Migration irrégulière en Guinée : faut-il changer de discours ?

Scotché sur la grande édition du journal de 17 h de la radio Espace Foutah en langue Pular, comme tout.e jeune garçon et fille de ma génération, j’attendais avec impatience la plume d’Alpha Ousmane qui ne souffre d’aucune comparaison quand, soudain, dans la rubrique « L’invité de la rédaction », était invité un passeur.

Connaissez-vous un passeur ? Bah, oui ! Faut pas qu’on retarde sur ça quand-même. C’est un monsieur, peut-être une dame aussi, qui sait ? Elle aide les migrant.e.s à émigrer clandestinement entre la Libye et l’Italie, ou entre le Maroc et l’Espagne. C’est clair, non ?

Cet invité hors norme, qui avait l’air rassuré, expliqua tous les contours de l’émigration en mettant un accent sur les risques liés à la rude traversée. A la question de savoir s’il a enregistré des morts dans son métier de passeur, il répondit très rassuré et sans trop accorder d’importance à la question en disant : « je n’ai eu que deux morts », comme pour dire qu’il est le plus béni et le plus chanceux de tous les passeurs.

J’ai senti que les jeunes filles et garçons de ma génération étaient ébahis par cette vraie description de la réalité de la traversée. J’ai cru qu’un découragement total règnerait dans les cœurs des potentiels candidats à la migration Djaka, c’est mal connaître les jeunes, disons mieux les plus jeunes, car comme le dit le vieux dicton : « découragement n’est pas Guinéen ».

Dès après son intervention, les canaux de communication de la radio, y compris les contacts privés des journalistes, notamment du journaliste Alpha Ousmane, commencèrent à abonder de messages et d’appels pour avoir le contact du passeur en question. Car dans l’esprit des plus jeunes, il est mieux placé pour les aider à traverser la Méditerranée.

Quel non sens, me diriez-vous ? Mais c’était réel et c’était exactement la lecture qu’ils et elles ont faite de son intervention. N’ont-ils pas entendu les cas de morts, d’esclavage et toute cette panoplie de souffrance qui existe en Libye ? Certes, mais ce n’est pas ce qu’ils ont compris.
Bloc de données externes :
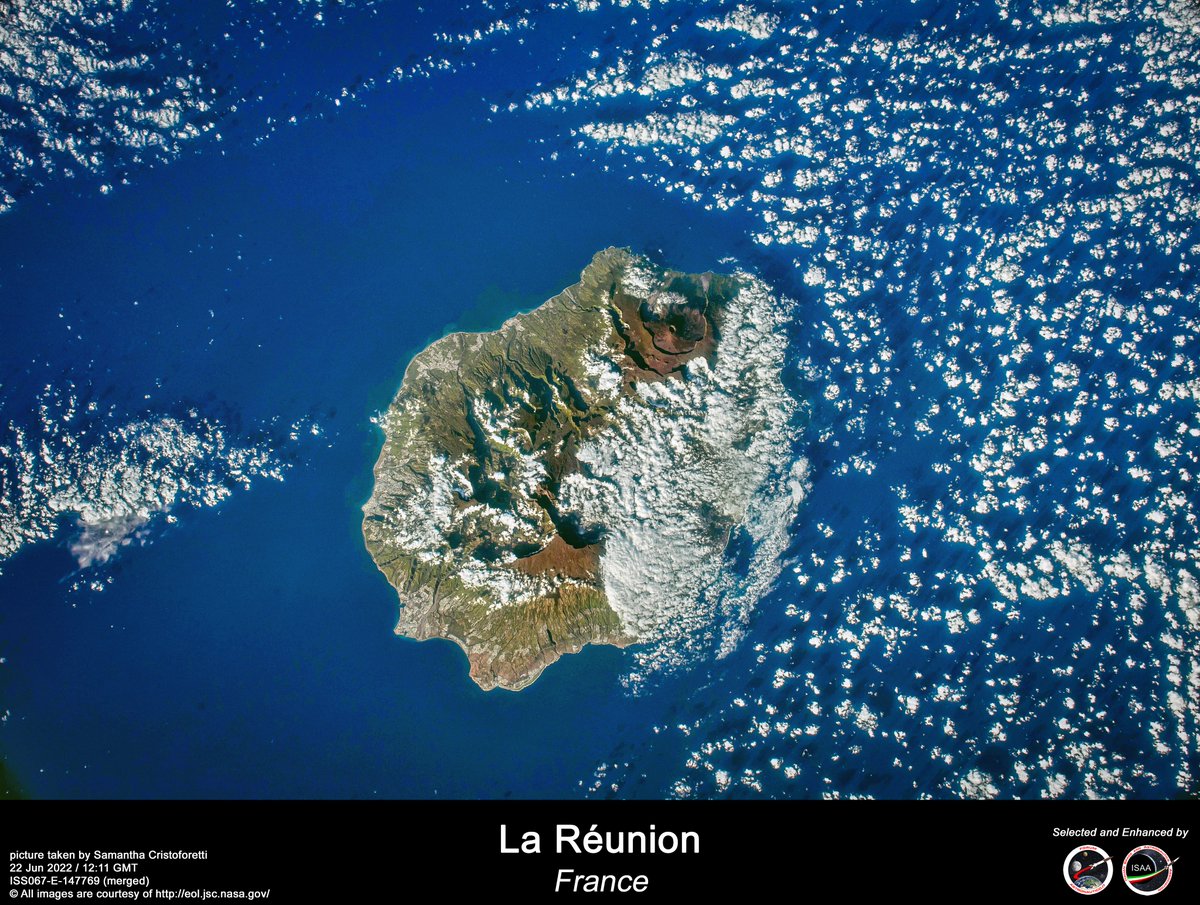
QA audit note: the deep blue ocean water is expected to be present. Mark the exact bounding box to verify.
[0,2,1200,797]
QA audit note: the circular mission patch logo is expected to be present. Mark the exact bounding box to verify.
[1062,845,1112,895]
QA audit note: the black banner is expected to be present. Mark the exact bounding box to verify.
[2,802,1200,903]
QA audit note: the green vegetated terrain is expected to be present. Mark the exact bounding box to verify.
[362,248,737,690]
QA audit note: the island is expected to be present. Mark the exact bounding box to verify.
[362,248,801,690]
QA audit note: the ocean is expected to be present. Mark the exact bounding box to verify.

Ils ont vu en lui un connaisseur du terrain différent des autres arnaqueurs.

Cette situation n’a cessé de créer des bourdonnements dans ma tête jusqu’à pousser ma petite caboche à réfléchir autrement, voire différemment sur les questions de la migration irrégulière. D’ailleurs à Lélouma, l’une des 33 préfectures de la Guinée, la devise des jeunes, c’est : « Euro maa ewol » qui signifie littéralement « avoir de l’euro ou s’attendre aux pleurs dus à son cadavre ».
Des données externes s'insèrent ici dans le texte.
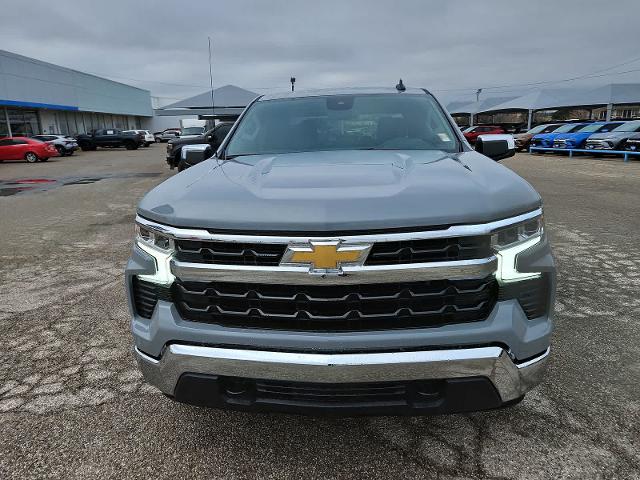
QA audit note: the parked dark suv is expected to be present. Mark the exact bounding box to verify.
[585,120,640,150]
[167,122,233,170]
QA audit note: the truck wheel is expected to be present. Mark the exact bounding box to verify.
[24,152,38,163]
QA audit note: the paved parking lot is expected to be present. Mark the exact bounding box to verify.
[0,145,640,479]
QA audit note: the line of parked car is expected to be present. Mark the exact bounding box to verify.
[0,128,162,163]
[514,120,640,151]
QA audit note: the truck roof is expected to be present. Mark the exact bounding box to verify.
[258,87,425,101]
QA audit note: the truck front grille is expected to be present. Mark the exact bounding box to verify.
[498,275,551,320]
[131,276,172,318]
[365,235,492,265]
[172,276,498,331]
[176,240,287,266]
[176,235,492,266]
[132,277,158,318]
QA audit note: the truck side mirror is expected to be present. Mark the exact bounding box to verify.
[181,143,213,165]
[475,135,516,162]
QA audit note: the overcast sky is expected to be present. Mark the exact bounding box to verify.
[0,0,640,103]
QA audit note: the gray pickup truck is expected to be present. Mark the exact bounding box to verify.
[126,88,556,415]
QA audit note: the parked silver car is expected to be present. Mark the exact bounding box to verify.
[33,135,78,157]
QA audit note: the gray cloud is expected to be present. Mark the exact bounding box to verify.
[0,0,640,104]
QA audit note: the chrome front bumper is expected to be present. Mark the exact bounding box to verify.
[135,344,549,402]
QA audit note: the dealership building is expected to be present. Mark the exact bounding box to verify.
[0,50,153,136]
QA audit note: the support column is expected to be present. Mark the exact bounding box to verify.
[3,107,13,137]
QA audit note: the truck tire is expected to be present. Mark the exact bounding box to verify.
[24,152,38,163]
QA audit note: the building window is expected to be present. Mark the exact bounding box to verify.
[7,108,40,137]
[0,107,9,137]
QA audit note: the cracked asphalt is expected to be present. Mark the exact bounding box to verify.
[0,145,640,480]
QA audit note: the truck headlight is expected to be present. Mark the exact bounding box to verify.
[136,224,175,286]
[491,215,544,283]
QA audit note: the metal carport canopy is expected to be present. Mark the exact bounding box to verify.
[155,85,258,116]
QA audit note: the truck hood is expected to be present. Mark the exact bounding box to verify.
[138,150,541,233]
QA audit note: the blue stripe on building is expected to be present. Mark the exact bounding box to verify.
[0,99,78,112]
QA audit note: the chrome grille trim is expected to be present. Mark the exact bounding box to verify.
[136,208,542,244]
[171,256,498,285]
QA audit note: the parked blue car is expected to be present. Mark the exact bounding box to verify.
[531,123,590,148]
[553,122,624,148]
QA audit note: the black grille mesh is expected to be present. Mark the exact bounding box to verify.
[498,275,550,320]
[176,236,492,266]
[172,276,498,331]
[131,277,172,318]
[365,236,491,265]
[176,240,286,266]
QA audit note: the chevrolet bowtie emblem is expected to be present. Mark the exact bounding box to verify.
[280,240,371,274]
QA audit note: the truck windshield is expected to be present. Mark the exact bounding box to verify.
[182,127,204,135]
[226,93,459,157]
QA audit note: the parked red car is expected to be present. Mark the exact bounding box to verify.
[462,125,505,143]
[0,137,60,163]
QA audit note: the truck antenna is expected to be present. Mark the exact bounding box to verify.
[207,37,216,126]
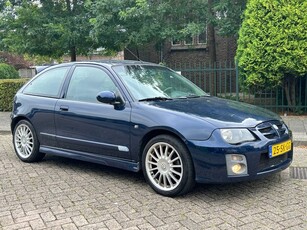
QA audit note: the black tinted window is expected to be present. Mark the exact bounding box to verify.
[23,67,69,97]
[66,66,116,102]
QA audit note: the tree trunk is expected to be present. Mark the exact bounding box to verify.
[207,0,216,96]
[70,46,77,61]
[284,76,296,111]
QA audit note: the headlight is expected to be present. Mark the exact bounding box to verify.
[221,129,256,144]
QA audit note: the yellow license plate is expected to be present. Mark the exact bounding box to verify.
[269,140,292,158]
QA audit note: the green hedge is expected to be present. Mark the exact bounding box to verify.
[0,63,19,79]
[0,78,29,111]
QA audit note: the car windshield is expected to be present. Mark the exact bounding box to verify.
[113,65,208,101]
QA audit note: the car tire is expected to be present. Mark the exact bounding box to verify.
[142,135,195,197]
[13,120,45,163]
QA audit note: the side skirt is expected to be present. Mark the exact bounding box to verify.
[39,146,140,172]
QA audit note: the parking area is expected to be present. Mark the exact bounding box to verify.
[0,133,307,230]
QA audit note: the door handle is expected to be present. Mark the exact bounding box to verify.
[60,105,69,111]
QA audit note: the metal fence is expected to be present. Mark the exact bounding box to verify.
[169,61,307,114]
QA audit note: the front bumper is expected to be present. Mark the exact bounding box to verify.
[187,131,293,183]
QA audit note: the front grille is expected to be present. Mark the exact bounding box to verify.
[258,153,288,172]
[257,120,287,139]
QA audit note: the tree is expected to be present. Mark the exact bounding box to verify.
[91,0,246,62]
[91,0,207,53]
[0,0,98,61]
[236,0,307,108]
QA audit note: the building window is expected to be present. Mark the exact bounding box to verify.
[171,31,207,50]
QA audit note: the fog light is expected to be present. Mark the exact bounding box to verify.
[226,154,248,176]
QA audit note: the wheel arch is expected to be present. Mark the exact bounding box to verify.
[11,116,32,133]
[139,128,194,170]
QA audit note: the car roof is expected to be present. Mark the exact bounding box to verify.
[55,60,158,66]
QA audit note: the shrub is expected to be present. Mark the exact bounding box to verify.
[0,78,29,111]
[0,63,19,79]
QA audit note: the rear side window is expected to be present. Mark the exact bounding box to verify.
[66,66,117,103]
[23,66,70,97]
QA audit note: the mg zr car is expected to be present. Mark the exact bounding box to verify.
[11,61,293,196]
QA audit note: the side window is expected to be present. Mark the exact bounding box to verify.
[66,66,116,103]
[23,66,70,97]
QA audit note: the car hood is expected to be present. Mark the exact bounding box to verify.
[151,96,281,128]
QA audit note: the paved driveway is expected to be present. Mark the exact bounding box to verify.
[0,134,307,230]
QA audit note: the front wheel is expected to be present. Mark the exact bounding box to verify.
[13,120,45,162]
[142,135,195,197]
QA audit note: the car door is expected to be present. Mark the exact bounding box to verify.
[20,66,70,147]
[55,65,131,159]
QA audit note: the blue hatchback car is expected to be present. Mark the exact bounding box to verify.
[11,61,293,196]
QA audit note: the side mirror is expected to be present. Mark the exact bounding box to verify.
[96,91,124,106]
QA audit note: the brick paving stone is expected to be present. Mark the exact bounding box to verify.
[0,133,307,230]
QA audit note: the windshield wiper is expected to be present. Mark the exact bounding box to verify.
[139,97,173,101]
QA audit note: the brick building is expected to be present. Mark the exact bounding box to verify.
[124,36,237,66]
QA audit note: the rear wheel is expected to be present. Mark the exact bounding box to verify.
[142,135,195,196]
[13,120,45,162]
A Labé également, une autre préfecture de la Moyenne Guinée : « Mi lumba maa mi humba » (je traverse où je péri) est une devise en vogue. Alors, il faudrait se demander : est-ce avec un jeune autant prêt à mourir, les témoignages sur les dangers de la traversée sont un bon message pour lui ? Est-ce que les chiffres avancés par l’organisation internationale pour la migration (OIM) sur les morts ont une influence sur lui ?

Je réponds par la négative. Je ne place même pas d’arguments. Pour la petite histoire, un jour en pleine sensibilisation sur la migration irrégulière à l’Espace Jeunes de Labé – en décembre 2018 – je jouais dans une pièce de théâtre que moi-même avais conçue sur financement de l’OIM. Dans le dernier tableau, je suis parvenu à convaincre le potentiel migrant de rester et d’entreprendre avec la somme qu’il détient tout en citant quelques opportunités existantes, et le nombre de morts dans la Méditerranée en s’arc-boutant sur des faits concrets en Guinée et dans la ville de Labé plus particulièrement.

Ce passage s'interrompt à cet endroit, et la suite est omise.